Between 2003 and 2013, about two million students transferred from community colleges to universities (i.e., without earning the associate degree) but did not go on to complete the college degree that they intended to. The fact that these students were enrolled for at least two years in college makes the data even more painful to study. Because transfer to college is an increasing pattern but completion from college is decreasing, it is time that college students who earn enough credit be awarded the associate degree.
And that is where the idea of reverse transfer comes in.
There are many benefits of reverse transfer. First, because completion of bachelor’s degree often takes five to six years or even more, a student who cannot reach all the way to the end of the four-year college programs is able to use credits earned to receive an associate degree (with 60 or more credits). That is, for students who have to drop out of college, the fallback option of intermediate degree.
Second, even if a student is making progress toward a four-year degree, the ability to use an associate degree after some time can make a big difference in their academic, and social lives.
Third, the student gains some self-efficacy toward the daunting journey of pursuing a bachelor’s degree. Let us think of an individual who transferred to a university from a community college where she earned about 40 credits. She has no degree that she can mention yet. Then, say she earns some 30 more credits at a university. At this point, if she wants to find a job (an increasing reality), what is the highest degree in her hand? High School. Some employers do have the check box “some college, no degree”; but even in this case, she is not yet able to mention a degree.
Finally, when a student is able to complete a degree by using reverse transfer, she can enjoy the earning premium (often referred to as “sheepskin” effect) of a credential at hand. In the context of dramatic tuition increase and students dropping out for financial reasons, an increased income can significantly increase the chance of completing college.
Reverse Transfer is the newest manifestation of a century-long Access Agenda (that more citizens have access to higher education and advanced professional skills) and also a means of a more specific national mission called the Completion Agenda (that more citizens complete college level degrees). According to Terry O’Banion, Completion Agenda has been the driving force for community colleges for more than a century. But while four-year college became more accessible and desirable for more people in the past few decades, the idea of lateral/forward transfer of community college credit became more and more popular. With the economic crisis and skyrocketing of student loan debt, the possibility of students falling through the cracks has become all too common. In this context, the idea of falling back to earn a lower degree has become a socially viable option.
There is another reason why reverse transfer has recently started drawing people’s attention. Community college graduates are gaining prestige in a number of areas in business and industry. According to Kelsey Sheehey,
Community college students juggle a lot of responsibilities. Most work at least part time, many have families to care for and homework doesn’t do itself. Successfully keeping all those balls in the air requires focus, determination and maturity – traits that hold a lot of weight with recruiters from businesses and four-year universities.

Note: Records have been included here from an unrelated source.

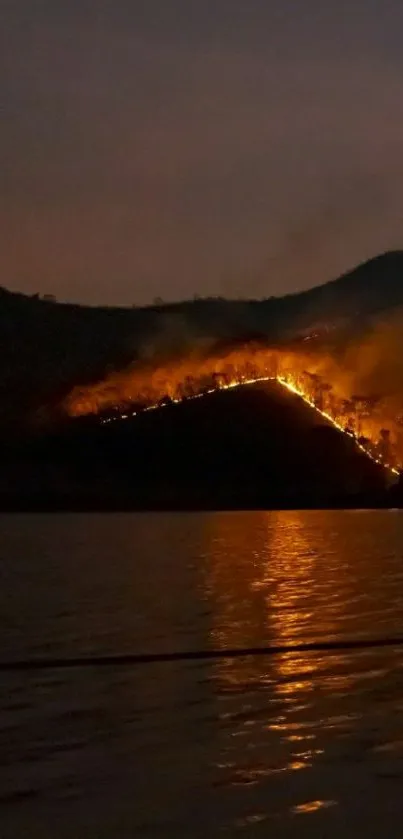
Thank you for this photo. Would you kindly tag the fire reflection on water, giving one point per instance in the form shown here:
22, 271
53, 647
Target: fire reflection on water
267, 587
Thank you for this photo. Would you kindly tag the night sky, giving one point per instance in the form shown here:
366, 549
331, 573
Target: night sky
179, 147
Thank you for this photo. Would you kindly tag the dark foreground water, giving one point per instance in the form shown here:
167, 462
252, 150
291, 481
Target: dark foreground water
296, 745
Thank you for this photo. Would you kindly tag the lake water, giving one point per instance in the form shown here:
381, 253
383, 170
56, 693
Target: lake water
294, 745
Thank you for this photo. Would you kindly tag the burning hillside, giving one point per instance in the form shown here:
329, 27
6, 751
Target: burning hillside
359, 388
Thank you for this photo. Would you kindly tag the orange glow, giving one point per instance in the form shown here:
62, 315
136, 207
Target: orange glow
372, 422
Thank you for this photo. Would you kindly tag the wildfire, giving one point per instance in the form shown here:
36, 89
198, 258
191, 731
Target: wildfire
363, 417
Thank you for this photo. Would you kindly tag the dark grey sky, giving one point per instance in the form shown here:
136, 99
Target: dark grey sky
173, 147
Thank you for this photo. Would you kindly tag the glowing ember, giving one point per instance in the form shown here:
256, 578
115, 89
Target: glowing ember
365, 420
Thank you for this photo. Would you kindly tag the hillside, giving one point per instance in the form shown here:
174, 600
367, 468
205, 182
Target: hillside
255, 447
46, 348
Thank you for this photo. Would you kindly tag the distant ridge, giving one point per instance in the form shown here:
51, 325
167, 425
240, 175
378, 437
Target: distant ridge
46, 347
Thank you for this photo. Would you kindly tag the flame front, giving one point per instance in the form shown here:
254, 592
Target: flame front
369, 420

In a U.S. News article, Kelsey Seehey quotes Maureen Crawford Hentz, director of talent management for A.W. Chesterton Co., a global manufacturing corporation headquartered in Massachusetts: “If you can juggle family, working, homework, school, internships – I want you. It’s just as simple as that.” Hentz used a memorable metaphor to describe her preference for community college graduates (who were employees in a steel factory): “Both were great dancers, but Rogers did it backwards and in heels,” she says, reciting a famous quote. “Community college students do it backwards and in heels.”
Not many employers may agree with Hentz’s point of view, but this is evidently a significant trend.
In the face of a deteriorating economy–which rather paradoxically demands that more students graduate–the potential of reverse transfer to meet the Completion Agenda (notwithstanding its side effects) is huge. As indicated by President Obama’s 2020 Vision the Completion Agenda has become a national imperative, (more so than ever in its two decades long history). The alternative pathway for “completion” provided by reverse transfer is also associated with global competitiveness in terms of degree completion numbers and quality workforce.
Looking at this new opportunity of assisting students obtain college degrees, many states are asking institutions to coordinate to facilitate reverse transfer, which may have a significant impact towards increasing the number of college graduates in their states. Hawaii is leading this initiative and many states are following the suit including Maryland. “Hawaii may be the furthest ahead in statewide coordination,” Inside Higher Ed quoted Holly Zanville, a program director of Lumina Foundation, who have given a descriptive name to the phenomenon — “credit when it is due.”
To highlight the potential of significant contribution of reverse transfer toward Completion Agenda, Community College Futures Assembly, a national think tank, is organizing a National Policy Summit on reverse transfer in January 2015. Dr. David Pelham from the National Student Clearinghouse and Dr. Dale Campbell and Dr. Tina O’Daniels of the Futures Bellwether College Consortium discuss relevance and impact of reverse transfer in this podcast.
According to National Student Clearinghouse’s Research center, 45% of the students who complete degrees in four year institutions, have previously enrolled at two-year institutions for at least one semester. It is in the interest of students, parents, universities, and the nation at large to not let earned college credits to go to waste, just because our students didn’t get past an ultimately artificial finish line.
The mortar and gown may be important markers for our culture, but much more important for the economic and social health of the nation (as well as the dignity of our students and families) is that we do give credit for the hard earned education to our students–whether or not they walk across the podium wearing a gown!